John H. Krehbiel Sr. Professor for Emerging Technologies, Dartmouth College
Director, PhD Innovation Program
Associate Provost, Office of Entrepreneurship and Technology Transfer

Eric Fossum is best known for the invention of the CMOS image sensor “camera-on-a-chip” used in billions of cameras, from smart phones to web cameras to pill cameras and many other applications. He was awarded Yale’s Wilbur Cross Medal and has served on the Leadership Council of the Yale University School of Engineering and Applied Science. He is a solidstate image sensor device physicist and engineer, and his career has included academic and government research and entrepreneurial leadership.

In 2017 Eric received the Queen Elizabeth Prize from HRH Prince Charles, regarded by many as the Nobel Prize of Engineering, along with Teranishi, Tompsett and Smith, for the creation of digital imaging sensors.

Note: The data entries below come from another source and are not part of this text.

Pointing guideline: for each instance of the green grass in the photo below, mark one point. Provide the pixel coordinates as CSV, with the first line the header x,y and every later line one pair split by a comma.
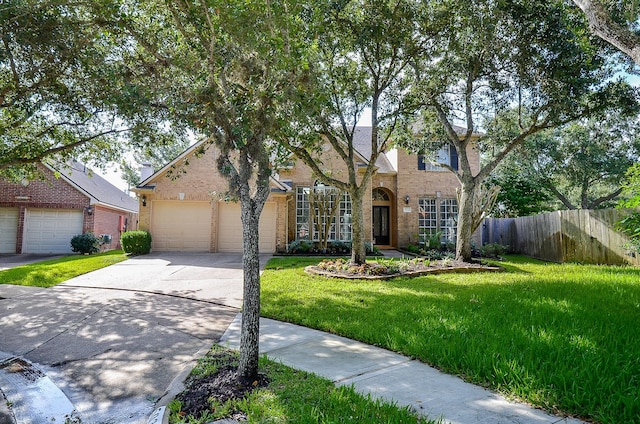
x,y
562,337
294,396
55,271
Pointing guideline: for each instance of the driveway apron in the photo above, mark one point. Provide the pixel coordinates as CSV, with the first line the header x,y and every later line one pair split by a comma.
x,y
115,339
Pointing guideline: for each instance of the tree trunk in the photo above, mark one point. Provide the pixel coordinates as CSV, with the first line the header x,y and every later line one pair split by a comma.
x,y
358,251
465,221
249,339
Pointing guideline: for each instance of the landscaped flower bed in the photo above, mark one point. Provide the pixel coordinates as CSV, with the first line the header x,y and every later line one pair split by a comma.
x,y
391,268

He was inducted into the National Inventors Hall of Fame in 2011, elected to the National Academy of Engineering and selected as a Charter Fellow of the National Academy of Inventors. Other honors include the NASA Exceptional Achievement Medal, the IEEE Andrew Grove Award and Medal, the Distinguished Eagle Scout Award and Medal, the Royal Photographic Society’s Progress Medal, the American Photographic Society’s Progress Medal, the SMPTE Camera Origination and Imaging Medal, and the National Science Foundation Presidential Young Investigator Award. He was awarded Trinity College’s Alumni Medal for Excellence. An early Photobit sensor and camera is on display at the Smithsonian National Museum of American History’s Inventing in America exhibit, and he served as an AAAS-Lemelson Invention Ambassador.

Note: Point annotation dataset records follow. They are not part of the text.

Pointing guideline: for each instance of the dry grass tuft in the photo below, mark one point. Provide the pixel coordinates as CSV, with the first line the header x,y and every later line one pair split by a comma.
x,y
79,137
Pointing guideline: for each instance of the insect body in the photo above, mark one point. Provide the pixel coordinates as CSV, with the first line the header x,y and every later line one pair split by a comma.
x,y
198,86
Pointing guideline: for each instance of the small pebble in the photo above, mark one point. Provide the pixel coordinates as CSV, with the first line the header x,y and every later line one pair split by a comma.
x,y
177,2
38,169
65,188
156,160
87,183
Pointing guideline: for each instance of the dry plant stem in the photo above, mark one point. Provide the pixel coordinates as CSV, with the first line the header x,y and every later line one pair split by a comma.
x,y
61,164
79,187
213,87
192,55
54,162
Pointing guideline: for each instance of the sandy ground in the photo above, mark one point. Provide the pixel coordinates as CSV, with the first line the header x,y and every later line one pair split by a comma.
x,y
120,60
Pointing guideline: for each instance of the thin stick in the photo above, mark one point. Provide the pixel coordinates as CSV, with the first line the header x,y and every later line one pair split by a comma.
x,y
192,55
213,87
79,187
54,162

A Connecticut native, he received his B.S. in Physics and Engineering from Trinity College in Hartford before attending Yale. He was a member of Columbia University’s Electrical Engineering faculty, then joined the NASA Jet Propulsion Laboratory at the California Institute of Technology, managing JPL’s image sensor and focal-plane technology research and advanced development. While at JPL, he invented the intra-pixel charge transfer CMOS active-pixelsensor camera on-a-chip technology and led its development and subsequent transfer of the technology to US industry. Nearly all of the 4 billion CMOS cameras made each year use the intra-pixel charge transfer invention. Dr. Fossum co-founded Photobit Corporation to commercialize the technology and served in several top management roles including Chairman and CEO. Photobit was acquired by Micron Technology Inc. He was Chairman and CEO of Siimpel Corporation, developing MEMS-based camera modules with auto-focus and shutter functions for cell phones. He consulted with Samsung Electronics, working on 3D image sensors as well as strategic issues before joining Dartmouth.

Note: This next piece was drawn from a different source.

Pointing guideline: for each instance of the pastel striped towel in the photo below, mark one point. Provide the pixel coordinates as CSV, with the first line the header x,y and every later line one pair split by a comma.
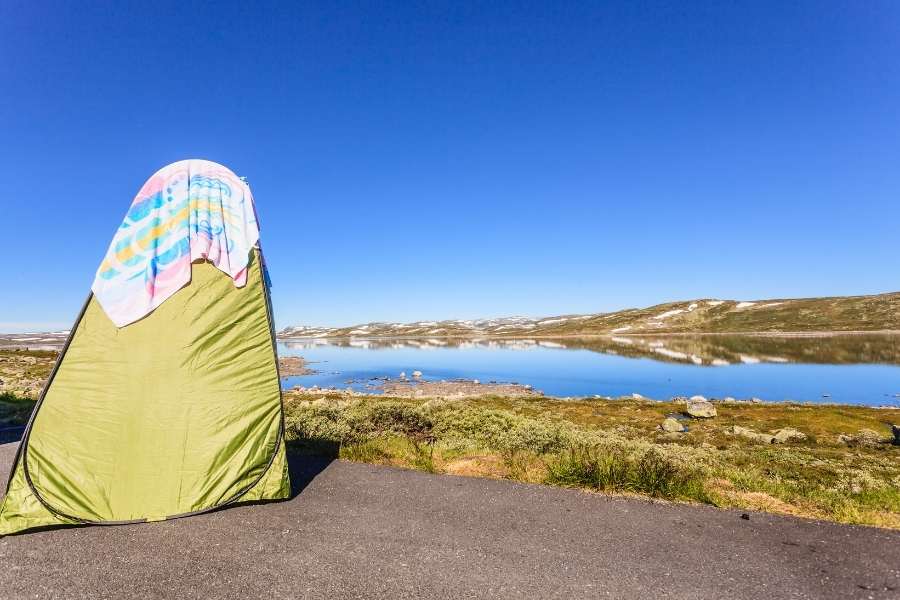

Fossum has published over 300 technical papers and holds 165 US patents. He co-founded the International Image Sensor Society (IISS) and was its first President. He is a Fellow member of the Institute of Electrical and Electronic Engineers (IEEE), a Fellow member of the Optical Society of America (OSA), and a member of the Society of Motion Picture and Television Engineers (SMPTE) and the AAAS.

He volunteers on the Board of Directors of the National Academy of Inventors and the International Image Sensor Society, and the Board of Trustees of Trinity College. He has served on the Peer Selection Committee for the NAE, the Fellow Selection Committee of the NAI, and the selection committee and Board for the National Inventors Hall of Fame (NIHF). He also supports Camp Invention and the Collegiate Inventors Competition.

Dr. Fossum has transformed the way that billions of people see and record their daily lives, and his work has revolutionized optical sensor array technology and made whole fields of research possible. For these reasons and more, we are proud to honor Eric Fossum as the 2018 recipient of the Yale Science & Engineering Award for Advancement of Basic & Applied Science.